Nothing stops a notary from designing an onboarding flow that gets an Austrian company set up in five days — standardized KYC packets, templated resolutions, scheduled signing slots, clear checklists, async updates, a bias for same-day feedback. That could exist right now. It rarely does or falls short.

Yes, much in Europe is objectively worse for builders. We have to accept it. Then squeeze everything you can from what is in your control:

  • Own the handoff. When you’re step 3 of 10, behave like step 10 depends on you and behave like you control all 10 steps. Anticipate blockers further down the line. Move same day. Eliminate ambiguity. Close loops.
  • Default to clarity. Send checklists. Preempt the next two questions. Reduce the number of touches.
  • Model urgency without theatrics. Be calm, fast, and precise. Don’t make your customer chase you.
  • Use judgment. Rules exist and we can’t break them all. But we can work with them and be guided by them.
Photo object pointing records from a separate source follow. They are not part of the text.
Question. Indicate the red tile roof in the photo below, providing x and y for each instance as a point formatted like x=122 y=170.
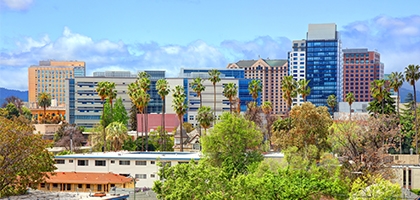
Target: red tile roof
x=87 y=178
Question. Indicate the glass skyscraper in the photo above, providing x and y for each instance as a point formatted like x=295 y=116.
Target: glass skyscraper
x=323 y=63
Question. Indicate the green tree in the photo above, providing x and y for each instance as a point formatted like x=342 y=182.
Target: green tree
x=350 y=99
x=44 y=100
x=303 y=89
x=116 y=132
x=412 y=74
x=21 y=167
x=214 y=78
x=397 y=80
x=234 y=142
x=205 y=118
x=180 y=108
x=254 y=88
x=310 y=126
x=288 y=87
x=332 y=102
x=163 y=90
x=103 y=92
x=230 y=91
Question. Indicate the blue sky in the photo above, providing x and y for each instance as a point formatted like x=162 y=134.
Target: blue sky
x=170 y=34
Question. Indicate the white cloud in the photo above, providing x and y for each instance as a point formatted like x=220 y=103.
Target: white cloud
x=18 y=5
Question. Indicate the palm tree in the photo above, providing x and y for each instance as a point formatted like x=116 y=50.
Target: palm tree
x=230 y=91
x=266 y=108
x=303 y=88
x=44 y=100
x=103 y=91
x=254 y=88
x=378 y=92
x=198 y=87
x=205 y=117
x=332 y=102
x=163 y=90
x=412 y=74
x=350 y=99
x=117 y=134
x=288 y=86
x=214 y=78
x=180 y=108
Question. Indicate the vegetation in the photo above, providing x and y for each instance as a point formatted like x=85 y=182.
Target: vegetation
x=19 y=167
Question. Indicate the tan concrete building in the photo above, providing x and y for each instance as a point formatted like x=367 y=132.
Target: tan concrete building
x=271 y=73
x=49 y=76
Select for agency. Choose partners who answer promptly when it’s material and who don’t confuse process with progress.

The trap is not only regulation. It’s the learned helplessness it breeds. If we let friction set our standards, we become the friction. We won’t legislate our way to a US-style environment anytime soon. But we don’t need permission to be better operators inside a bad one.

That’s the contrast and it’s the part we control.


Postscript: Comparing Europe to the US triggers people and I’m concious of that. Maturity is holding two truths at once: they do some things right and some things wrong and so do we. You don’t win by talking others down or praying for their failure. I’d rather see both Europe and the US succeed than celebrate Europe failing slightly less.

And no, saying I feel gratitude and happiness when I get a midnight reply doesn’t make me anti-work-life balance (I am not). It means when something is truly time-critical, fast, clear action lifts everyone. The times someone sent a document in minutes, late at night, both sides felt good about it when it mattered. Responsiveness, used with judgment, is not exploitation; it’s respect for outcomes and the relationships we form.